[Just David by Eleanor H. Porter]@TWC D-Link book
Just David

CHAPTER XVIII
9/19

And in the song was the sob of a boy who sees his house of dreams burn to ashes; who sees his wonderful life and work out in the wide world turn to endless days of weed-pulling and dirt-digging in a narrow valley.
There was in the song, too, something of the struggle, the fierce yea and nay of the conflict.

But, at the end, there was the wild burst of exaltation of renunciation, so that the man in the barn door below fairly sprang to his feet with an angry:-- "Gosh! if he hain't turned the thing into a jig--durn him! Don't he know more'n that at such a time as this ?" Later, a very little later, the shadowy figure of the boy stood before him.
"I've been thinking," stammered David, "that maybe I--could help, about that money, you know." "Now, look a-here, boy," exploded Perry, in open exasperation, "as I said in the first place, this ain't in your class.
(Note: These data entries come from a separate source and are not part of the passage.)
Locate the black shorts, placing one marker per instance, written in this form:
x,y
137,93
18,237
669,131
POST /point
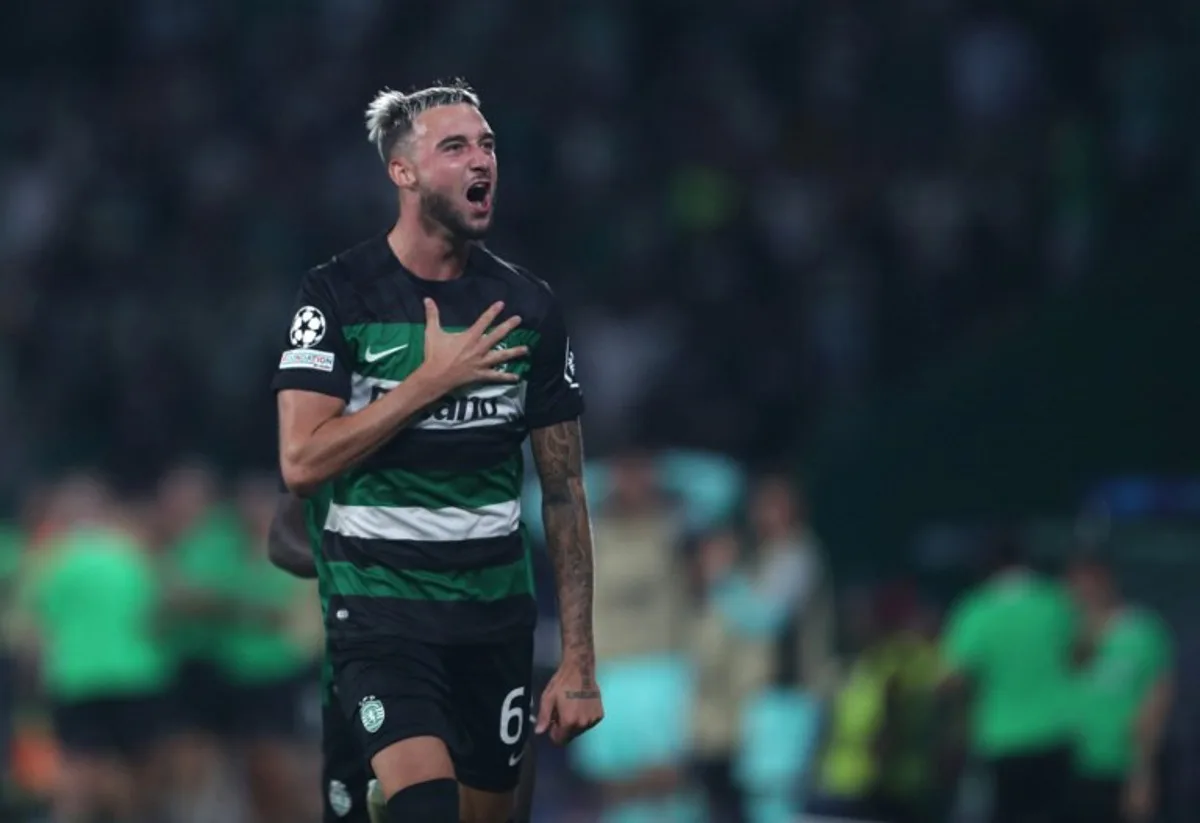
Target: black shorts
x,y
125,726
345,773
1031,786
475,697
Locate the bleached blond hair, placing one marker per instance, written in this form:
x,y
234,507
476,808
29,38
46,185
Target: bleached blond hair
x,y
390,115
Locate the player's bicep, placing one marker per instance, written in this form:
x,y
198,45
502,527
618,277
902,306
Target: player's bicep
x,y
287,544
558,457
301,413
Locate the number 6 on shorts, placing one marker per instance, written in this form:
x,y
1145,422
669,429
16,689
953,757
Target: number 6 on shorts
x,y
513,710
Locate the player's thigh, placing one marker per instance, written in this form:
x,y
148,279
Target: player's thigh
x,y
343,769
492,702
396,697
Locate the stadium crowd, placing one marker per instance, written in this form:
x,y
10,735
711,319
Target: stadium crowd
x,y
871,182
157,666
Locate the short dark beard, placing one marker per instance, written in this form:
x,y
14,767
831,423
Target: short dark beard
x,y
437,209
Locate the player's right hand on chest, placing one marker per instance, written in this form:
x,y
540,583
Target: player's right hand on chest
x,y
469,356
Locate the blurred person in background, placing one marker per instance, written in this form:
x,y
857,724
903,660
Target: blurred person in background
x,y
294,546
202,559
12,545
1122,700
94,604
875,756
774,608
268,661
729,670
636,756
1007,650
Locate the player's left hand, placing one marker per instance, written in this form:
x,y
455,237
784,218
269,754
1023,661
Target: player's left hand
x,y
570,704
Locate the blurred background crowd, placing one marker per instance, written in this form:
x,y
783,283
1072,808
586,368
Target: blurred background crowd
x,y
933,256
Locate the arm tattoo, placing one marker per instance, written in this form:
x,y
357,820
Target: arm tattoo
x,y
287,545
558,454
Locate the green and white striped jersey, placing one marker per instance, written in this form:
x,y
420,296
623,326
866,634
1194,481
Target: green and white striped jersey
x,y
424,539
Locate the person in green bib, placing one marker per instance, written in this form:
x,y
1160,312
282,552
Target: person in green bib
x,y
12,542
267,664
1008,642
1122,698
93,599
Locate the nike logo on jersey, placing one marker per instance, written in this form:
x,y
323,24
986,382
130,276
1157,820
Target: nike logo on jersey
x,y
372,356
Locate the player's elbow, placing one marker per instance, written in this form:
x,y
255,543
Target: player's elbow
x,y
300,478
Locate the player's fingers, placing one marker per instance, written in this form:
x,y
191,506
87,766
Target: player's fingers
x,y
503,355
501,331
545,712
432,318
486,319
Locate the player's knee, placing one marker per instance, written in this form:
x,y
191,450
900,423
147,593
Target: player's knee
x,y
477,806
433,800
411,761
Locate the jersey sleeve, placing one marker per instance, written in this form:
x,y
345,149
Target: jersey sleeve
x,y
553,392
315,356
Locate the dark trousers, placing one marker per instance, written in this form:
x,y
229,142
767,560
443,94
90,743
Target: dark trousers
x,y
1096,800
1031,787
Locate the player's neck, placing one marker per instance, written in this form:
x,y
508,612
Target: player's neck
x,y
427,253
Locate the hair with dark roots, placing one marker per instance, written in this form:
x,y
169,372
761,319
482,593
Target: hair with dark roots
x,y
390,115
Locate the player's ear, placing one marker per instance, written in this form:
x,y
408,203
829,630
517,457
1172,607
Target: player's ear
x,y
401,172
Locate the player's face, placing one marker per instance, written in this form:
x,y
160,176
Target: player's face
x,y
454,154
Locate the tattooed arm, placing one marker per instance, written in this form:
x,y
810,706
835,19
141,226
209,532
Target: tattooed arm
x,y
287,544
558,454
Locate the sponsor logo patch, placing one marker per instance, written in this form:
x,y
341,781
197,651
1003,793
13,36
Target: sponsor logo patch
x,y
307,328
323,361
372,714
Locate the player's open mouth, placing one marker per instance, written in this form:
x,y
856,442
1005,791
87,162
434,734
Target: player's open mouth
x,y
480,193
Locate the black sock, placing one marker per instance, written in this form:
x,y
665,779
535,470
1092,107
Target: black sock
x,y
432,802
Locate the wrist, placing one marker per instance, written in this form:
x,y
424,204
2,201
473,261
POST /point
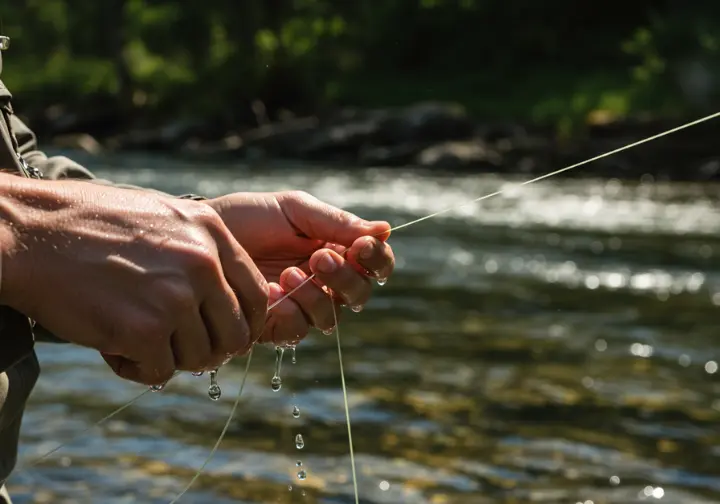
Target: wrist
x,y
23,203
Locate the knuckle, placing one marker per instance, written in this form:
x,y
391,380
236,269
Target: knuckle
x,y
201,258
146,328
177,296
297,196
207,215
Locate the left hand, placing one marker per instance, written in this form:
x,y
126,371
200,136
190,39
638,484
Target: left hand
x,y
291,234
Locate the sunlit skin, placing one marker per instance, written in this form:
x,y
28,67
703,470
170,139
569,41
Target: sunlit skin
x,y
290,235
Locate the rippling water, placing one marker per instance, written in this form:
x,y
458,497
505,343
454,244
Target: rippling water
x,y
557,344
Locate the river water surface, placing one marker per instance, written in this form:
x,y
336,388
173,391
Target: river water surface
x,y
557,344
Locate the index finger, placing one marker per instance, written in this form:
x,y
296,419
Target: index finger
x,y
247,282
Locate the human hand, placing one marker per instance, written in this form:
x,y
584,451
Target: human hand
x,y
290,235
156,284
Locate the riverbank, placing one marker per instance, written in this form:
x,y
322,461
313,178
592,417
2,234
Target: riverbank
x,y
437,136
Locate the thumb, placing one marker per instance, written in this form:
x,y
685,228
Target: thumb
x,y
320,221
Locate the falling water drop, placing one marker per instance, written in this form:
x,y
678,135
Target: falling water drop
x,y
214,391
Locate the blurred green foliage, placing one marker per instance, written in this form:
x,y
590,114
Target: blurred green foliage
x,y
554,61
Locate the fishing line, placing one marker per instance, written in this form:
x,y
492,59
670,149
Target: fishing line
x,y
401,226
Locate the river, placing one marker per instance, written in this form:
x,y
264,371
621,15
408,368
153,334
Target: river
x,y
557,344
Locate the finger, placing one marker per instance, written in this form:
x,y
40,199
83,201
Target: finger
x,y
373,255
228,331
286,324
315,303
320,221
248,283
340,276
154,371
191,344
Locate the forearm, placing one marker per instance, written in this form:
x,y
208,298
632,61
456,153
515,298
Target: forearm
x,y
23,202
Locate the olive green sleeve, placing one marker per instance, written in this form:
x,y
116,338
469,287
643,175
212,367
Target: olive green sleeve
x,y
61,167
58,168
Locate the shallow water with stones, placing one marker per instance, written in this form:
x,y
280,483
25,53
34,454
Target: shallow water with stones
x,y
554,345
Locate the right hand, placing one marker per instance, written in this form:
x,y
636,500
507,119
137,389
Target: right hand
x,y
156,284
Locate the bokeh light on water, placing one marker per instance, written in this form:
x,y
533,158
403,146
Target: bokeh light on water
x,y
554,345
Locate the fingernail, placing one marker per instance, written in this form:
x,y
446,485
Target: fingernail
x,y
367,250
327,264
294,279
275,292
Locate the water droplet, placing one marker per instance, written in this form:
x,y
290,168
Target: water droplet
x,y
214,391
276,381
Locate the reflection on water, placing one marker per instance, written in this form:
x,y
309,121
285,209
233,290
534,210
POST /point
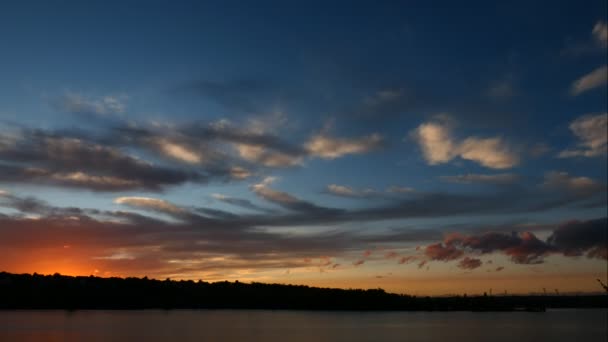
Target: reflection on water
x,y
252,325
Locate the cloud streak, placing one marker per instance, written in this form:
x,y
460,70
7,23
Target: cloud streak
x,y
439,147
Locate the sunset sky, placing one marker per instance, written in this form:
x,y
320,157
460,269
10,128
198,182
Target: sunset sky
x,y
423,147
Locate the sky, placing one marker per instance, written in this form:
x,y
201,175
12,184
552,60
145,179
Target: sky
x,y
423,147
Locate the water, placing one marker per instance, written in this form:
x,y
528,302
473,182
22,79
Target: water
x,y
293,326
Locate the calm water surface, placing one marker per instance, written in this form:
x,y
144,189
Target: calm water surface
x,y
292,326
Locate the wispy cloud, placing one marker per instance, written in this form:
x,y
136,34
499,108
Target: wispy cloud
x,y
327,147
592,80
79,104
600,33
592,135
500,178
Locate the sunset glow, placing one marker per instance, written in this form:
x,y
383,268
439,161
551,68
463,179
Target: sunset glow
x,y
367,148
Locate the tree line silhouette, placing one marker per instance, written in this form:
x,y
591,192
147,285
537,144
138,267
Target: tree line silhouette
x,y
34,291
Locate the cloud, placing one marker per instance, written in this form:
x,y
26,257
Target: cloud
x,y
259,154
570,239
469,263
79,104
346,191
326,147
576,237
286,200
41,157
439,147
436,143
591,131
150,204
246,95
600,33
501,178
594,79
443,252
400,189
359,262
239,202
179,152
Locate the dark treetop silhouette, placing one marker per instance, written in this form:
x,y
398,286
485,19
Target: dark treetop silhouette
x,y
25,291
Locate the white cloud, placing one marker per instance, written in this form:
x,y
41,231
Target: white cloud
x,y
267,157
346,191
439,147
261,189
490,152
594,79
591,130
436,143
501,178
179,152
238,172
400,189
81,178
327,147
563,181
150,203
600,32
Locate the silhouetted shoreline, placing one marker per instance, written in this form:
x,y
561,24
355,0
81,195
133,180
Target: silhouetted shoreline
x,y
25,291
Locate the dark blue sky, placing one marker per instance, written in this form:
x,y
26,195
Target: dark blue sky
x,y
398,112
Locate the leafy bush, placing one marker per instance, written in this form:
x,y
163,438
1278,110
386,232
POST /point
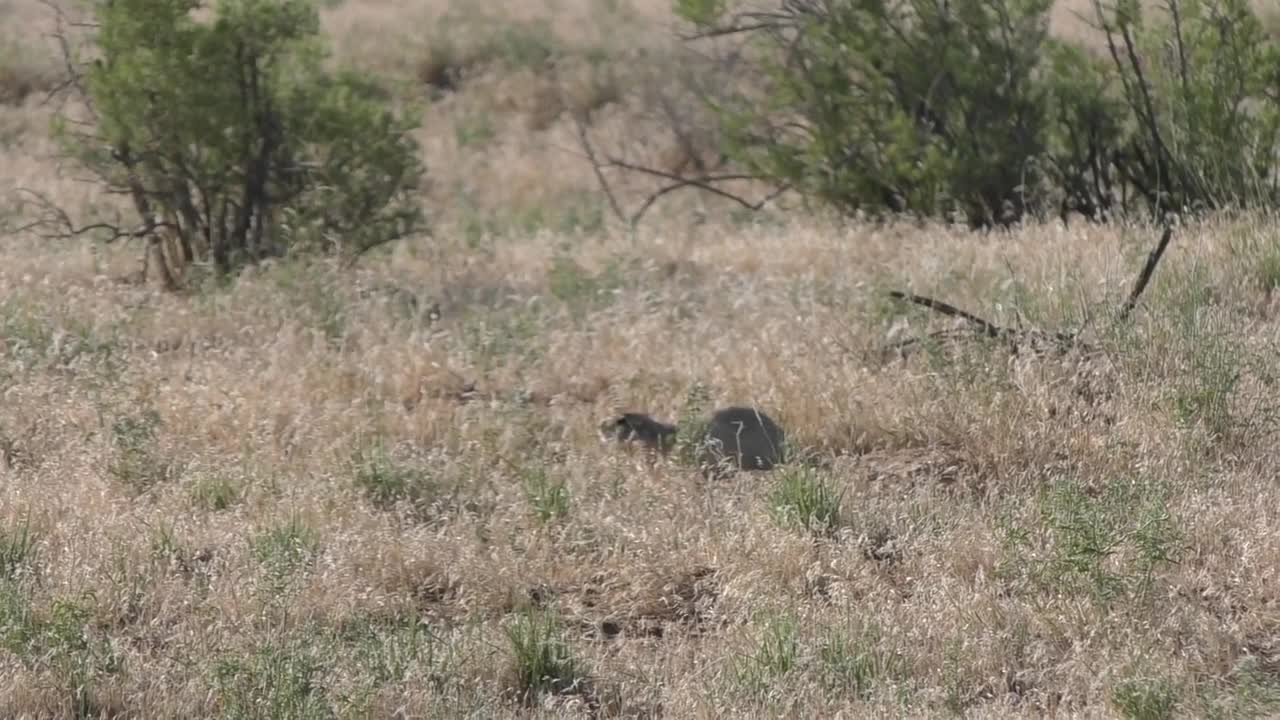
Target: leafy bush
x,y
231,137
1200,86
972,110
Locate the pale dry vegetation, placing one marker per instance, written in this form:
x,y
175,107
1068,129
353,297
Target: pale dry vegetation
x,y
379,492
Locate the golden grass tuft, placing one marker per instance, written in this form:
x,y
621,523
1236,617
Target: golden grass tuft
x,y
320,492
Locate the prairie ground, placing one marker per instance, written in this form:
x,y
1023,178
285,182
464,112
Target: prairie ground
x,y
379,492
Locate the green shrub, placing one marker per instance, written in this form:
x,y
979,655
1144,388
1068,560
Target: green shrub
x,y
807,500
970,110
1200,87
229,135
542,661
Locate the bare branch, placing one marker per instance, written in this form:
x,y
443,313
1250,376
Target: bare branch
x,y
585,141
1147,270
55,223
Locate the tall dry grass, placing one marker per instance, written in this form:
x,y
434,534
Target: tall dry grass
x,y
324,493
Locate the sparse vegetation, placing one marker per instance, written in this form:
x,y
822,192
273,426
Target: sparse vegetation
x,y
542,661
315,488
805,499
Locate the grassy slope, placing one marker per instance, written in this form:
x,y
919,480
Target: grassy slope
x,y
256,496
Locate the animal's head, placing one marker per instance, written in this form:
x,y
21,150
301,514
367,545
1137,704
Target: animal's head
x,y
625,427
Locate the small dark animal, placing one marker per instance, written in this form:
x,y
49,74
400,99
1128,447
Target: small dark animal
x,y
638,427
734,438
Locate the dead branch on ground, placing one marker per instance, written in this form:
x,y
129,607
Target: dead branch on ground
x,y
1018,338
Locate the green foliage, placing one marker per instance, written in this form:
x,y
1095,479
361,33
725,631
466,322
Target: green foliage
x,y
387,482
1106,543
970,110
215,492
895,106
699,12
287,547
136,461
805,499
856,662
17,551
549,500
1201,91
777,652
1144,698
279,680
542,661
269,151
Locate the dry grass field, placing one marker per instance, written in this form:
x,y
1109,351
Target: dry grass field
x,y
380,493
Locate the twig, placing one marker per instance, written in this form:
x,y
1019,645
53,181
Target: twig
x,y
585,141
704,182
1147,270
987,328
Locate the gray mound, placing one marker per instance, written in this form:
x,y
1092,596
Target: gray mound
x,y
744,438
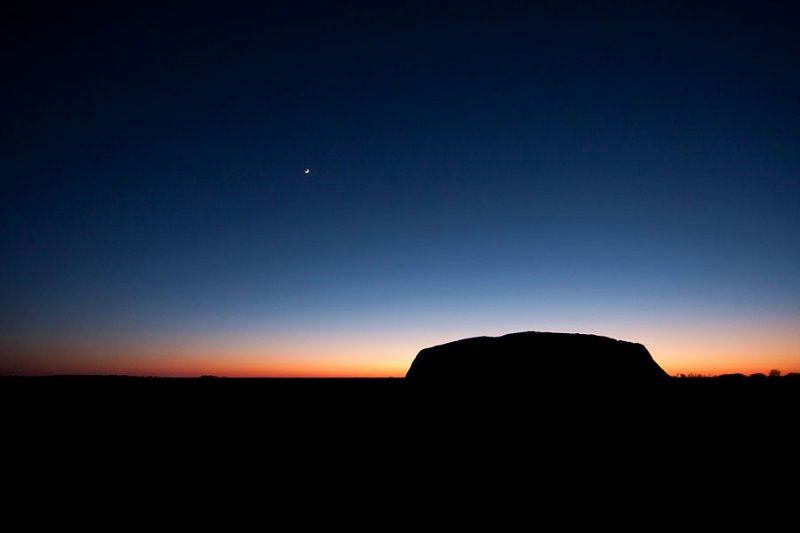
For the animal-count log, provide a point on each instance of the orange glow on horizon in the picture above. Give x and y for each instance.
(692, 352)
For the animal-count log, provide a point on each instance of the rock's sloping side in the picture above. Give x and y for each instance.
(536, 357)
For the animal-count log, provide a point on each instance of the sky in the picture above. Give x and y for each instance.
(628, 169)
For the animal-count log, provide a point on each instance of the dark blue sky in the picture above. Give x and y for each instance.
(474, 169)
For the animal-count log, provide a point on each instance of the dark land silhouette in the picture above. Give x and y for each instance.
(537, 359)
(547, 406)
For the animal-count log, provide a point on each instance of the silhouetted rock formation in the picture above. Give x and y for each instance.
(537, 359)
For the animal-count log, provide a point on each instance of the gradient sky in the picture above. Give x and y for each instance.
(629, 169)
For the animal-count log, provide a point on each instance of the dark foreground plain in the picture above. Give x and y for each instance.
(390, 447)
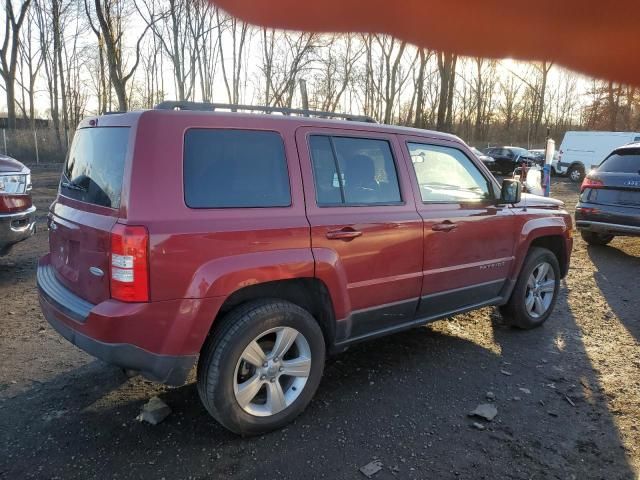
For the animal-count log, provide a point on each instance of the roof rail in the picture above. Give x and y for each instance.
(206, 106)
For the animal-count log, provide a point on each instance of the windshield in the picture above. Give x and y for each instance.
(95, 166)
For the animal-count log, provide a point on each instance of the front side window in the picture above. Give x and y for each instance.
(235, 168)
(446, 175)
(353, 171)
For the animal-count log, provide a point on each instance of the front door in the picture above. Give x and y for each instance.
(366, 233)
(469, 240)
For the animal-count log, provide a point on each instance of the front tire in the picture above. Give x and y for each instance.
(261, 367)
(536, 290)
(594, 238)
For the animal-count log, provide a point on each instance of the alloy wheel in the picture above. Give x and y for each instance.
(272, 371)
(540, 290)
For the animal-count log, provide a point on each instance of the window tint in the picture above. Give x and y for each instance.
(353, 171)
(447, 175)
(235, 168)
(95, 165)
(623, 161)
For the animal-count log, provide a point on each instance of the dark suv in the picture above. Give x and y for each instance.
(256, 244)
(609, 203)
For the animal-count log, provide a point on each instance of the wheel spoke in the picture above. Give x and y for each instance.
(299, 367)
(254, 354)
(548, 286)
(275, 397)
(284, 339)
(248, 390)
(539, 309)
(542, 271)
(530, 300)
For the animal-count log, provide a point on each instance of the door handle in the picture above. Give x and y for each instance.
(444, 227)
(344, 234)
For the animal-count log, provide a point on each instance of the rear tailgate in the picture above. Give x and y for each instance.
(86, 209)
(620, 177)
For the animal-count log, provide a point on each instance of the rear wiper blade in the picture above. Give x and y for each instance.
(73, 186)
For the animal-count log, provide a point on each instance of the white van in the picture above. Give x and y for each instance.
(582, 151)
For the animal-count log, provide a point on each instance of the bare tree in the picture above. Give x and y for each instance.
(337, 61)
(31, 59)
(110, 15)
(447, 68)
(239, 33)
(283, 66)
(9, 54)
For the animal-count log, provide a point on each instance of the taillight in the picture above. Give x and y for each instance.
(591, 183)
(129, 263)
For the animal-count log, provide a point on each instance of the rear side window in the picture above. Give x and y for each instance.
(95, 165)
(353, 171)
(235, 168)
(446, 175)
(623, 161)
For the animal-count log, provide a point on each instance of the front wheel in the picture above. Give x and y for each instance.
(261, 367)
(536, 290)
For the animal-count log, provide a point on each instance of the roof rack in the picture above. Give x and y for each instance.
(206, 106)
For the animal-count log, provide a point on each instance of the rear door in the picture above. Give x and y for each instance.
(469, 239)
(87, 207)
(361, 210)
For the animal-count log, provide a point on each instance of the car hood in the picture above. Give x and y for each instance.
(531, 200)
(10, 165)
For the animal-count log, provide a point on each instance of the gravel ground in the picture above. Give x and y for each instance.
(567, 394)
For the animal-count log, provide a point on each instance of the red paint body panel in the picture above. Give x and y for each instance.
(199, 257)
(384, 264)
(479, 249)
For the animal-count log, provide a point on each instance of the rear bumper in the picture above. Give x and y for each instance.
(161, 340)
(15, 227)
(172, 370)
(608, 219)
(608, 228)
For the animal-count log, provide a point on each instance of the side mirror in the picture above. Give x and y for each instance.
(511, 192)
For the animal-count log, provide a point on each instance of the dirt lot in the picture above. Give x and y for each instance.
(568, 394)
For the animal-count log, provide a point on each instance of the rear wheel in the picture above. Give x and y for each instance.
(594, 238)
(261, 367)
(536, 290)
(576, 173)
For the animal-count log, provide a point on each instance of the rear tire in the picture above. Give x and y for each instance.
(576, 173)
(594, 238)
(243, 383)
(536, 290)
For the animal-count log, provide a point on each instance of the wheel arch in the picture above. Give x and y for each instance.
(557, 245)
(308, 293)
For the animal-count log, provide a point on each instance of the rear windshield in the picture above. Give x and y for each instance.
(622, 161)
(95, 165)
(235, 168)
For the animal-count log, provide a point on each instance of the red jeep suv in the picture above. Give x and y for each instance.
(255, 244)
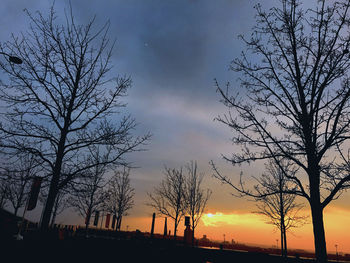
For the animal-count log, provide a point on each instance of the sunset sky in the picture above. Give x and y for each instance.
(173, 50)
'T ain't no pink cloud sailin' in the sky, nor a bluebird singin' in a blackb'rry bush.
An' you might 'play it'-- as you call it--till doomsday, an' 't wouldn't do no good--though I'm free ter confess that your playin' of them 'ere other things sounds real pert an' chirky at times; but 't won't do no good here." David stepped forward, bringing his small, anxious face full into the moonlight.
"But 't was the money, Perry; I meant about, the money," he explained.
"They were good to me and wanted me when there wasn't any one else that did; and now I'd like to do something for them.

There aren't so MANY pieces, and they aren't silver.

There's only one hundred and six of them; I counted.